Que ce Carême nous donne, à tous et à chacun, de renaître de nos cendres et de vivre du feu de Dieu ! Amen
Père Thomas Mesidor 17 02 2021
HOMELIE DU 1ER DIMANCHE DE CARËME B
21 février 2021
Genèse(9,8-15 ) ;1Pierre (3,18-22) ; Marc (1,12-15)
« En ce temps là, Jésus venait d'être baptisé. Aussitôt l'Esprit le pousse au désert et, dans ce désert, il resta quarante jours, tenté par Satan. »
Chaque fois que je lis ce texte de Saint Marc, tous les trois ans, j'ai l'impression d'avoir sauté une page
En effet, notre mémoire collective retient un récit des tentations de Jésus beaucoup plus coloré, à l'instar des noces de Cana, de la résurrection de Lazare ou de la multiplication des pains.
Dans les évangiles de Matthieu et de Luc le démon est montré, comme on le redoute, rusé, provocateur, agressif.
« Si tu es le fils de Dieu, ordonne à ces pierres de devenir du pain »

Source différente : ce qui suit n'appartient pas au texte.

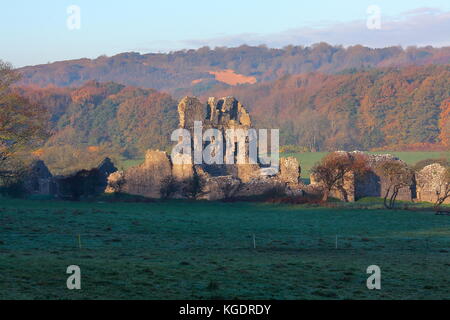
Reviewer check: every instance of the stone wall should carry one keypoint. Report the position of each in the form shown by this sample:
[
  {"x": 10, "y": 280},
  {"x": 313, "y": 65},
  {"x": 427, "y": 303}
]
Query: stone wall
[
  {"x": 370, "y": 184},
  {"x": 206, "y": 181}
]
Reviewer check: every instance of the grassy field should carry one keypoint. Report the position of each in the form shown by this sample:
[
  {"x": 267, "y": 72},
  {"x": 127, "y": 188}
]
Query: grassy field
[
  {"x": 308, "y": 159},
  {"x": 199, "y": 250}
]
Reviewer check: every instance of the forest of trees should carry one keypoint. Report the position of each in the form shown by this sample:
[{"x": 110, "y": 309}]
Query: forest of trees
[{"x": 322, "y": 98}]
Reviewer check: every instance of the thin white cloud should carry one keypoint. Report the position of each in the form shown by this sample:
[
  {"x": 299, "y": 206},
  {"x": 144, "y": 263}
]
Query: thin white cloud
[{"x": 422, "y": 26}]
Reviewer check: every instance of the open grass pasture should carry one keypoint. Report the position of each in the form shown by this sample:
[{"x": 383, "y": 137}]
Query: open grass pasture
[{"x": 201, "y": 250}]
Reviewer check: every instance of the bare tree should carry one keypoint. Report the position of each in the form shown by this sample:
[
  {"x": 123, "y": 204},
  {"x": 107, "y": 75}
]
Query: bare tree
[
  {"x": 332, "y": 170},
  {"x": 443, "y": 191},
  {"x": 397, "y": 175}
]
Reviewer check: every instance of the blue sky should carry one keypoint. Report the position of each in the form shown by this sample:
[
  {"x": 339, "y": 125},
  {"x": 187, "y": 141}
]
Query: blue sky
[{"x": 34, "y": 32}]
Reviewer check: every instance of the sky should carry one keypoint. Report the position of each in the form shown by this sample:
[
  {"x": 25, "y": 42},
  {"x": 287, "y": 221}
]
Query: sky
[{"x": 37, "y": 32}]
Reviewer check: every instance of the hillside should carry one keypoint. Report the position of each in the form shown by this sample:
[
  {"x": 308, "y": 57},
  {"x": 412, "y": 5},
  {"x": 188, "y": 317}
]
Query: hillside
[
  {"x": 198, "y": 71},
  {"x": 102, "y": 119}
]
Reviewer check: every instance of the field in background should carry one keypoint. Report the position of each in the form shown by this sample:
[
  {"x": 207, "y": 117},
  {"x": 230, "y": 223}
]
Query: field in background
[
  {"x": 308, "y": 159},
  {"x": 206, "y": 250}
]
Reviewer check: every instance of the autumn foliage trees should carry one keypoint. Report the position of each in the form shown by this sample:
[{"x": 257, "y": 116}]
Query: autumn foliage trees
[
  {"x": 22, "y": 123},
  {"x": 389, "y": 107},
  {"x": 397, "y": 175}
]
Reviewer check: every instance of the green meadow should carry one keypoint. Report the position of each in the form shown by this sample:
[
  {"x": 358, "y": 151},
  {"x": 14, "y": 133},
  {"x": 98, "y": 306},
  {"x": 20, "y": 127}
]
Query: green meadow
[
  {"x": 308, "y": 159},
  {"x": 220, "y": 250}
]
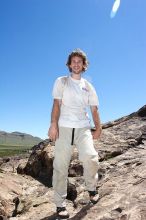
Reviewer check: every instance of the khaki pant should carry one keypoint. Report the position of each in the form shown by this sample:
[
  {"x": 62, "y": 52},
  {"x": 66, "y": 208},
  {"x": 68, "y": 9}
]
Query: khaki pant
[{"x": 63, "y": 152}]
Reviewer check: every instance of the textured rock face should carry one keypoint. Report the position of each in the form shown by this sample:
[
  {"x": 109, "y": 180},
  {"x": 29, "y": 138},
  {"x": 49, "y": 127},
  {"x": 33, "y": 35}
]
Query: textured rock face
[{"x": 121, "y": 185}]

« Si tu te prosternes devant moi, tu auras tous les royaumes de la terre »
« Si tu es le fils de Dieu jette toi en bas de ce temple »
Pourquoi cette discrétion chez Saint Marc ?
Marc a été le premier des quatre évangélistes, à recueillir des témoignages de la vie de Jésus, à les mettre en formes pour témoigner et éduquer les peuples. L'Evangile de Marc est court, il se lit en moins d'une heure, il va à l'essentiel : Jésus est le fils de Dieu. Sans perdre sa condition divine, il a vécu pleinement sa vie d'homme. Il est mort. Il est ressuscité. Il est le Sauveur du Monde.
Jésus est maintenant baptisé. Les cieux se sont ouverts, signe de la présence divine dont la voix annonce : « Tu es mon fils bien-aimé, en toi j'ai mis tout mon amour » Il est adulte. Sa mission chez les hommes peut commencer. Mais chez les hommes, il ya danger. La liberté qui leur est donnée se paie d'efforts pour résister aux tentations du monde.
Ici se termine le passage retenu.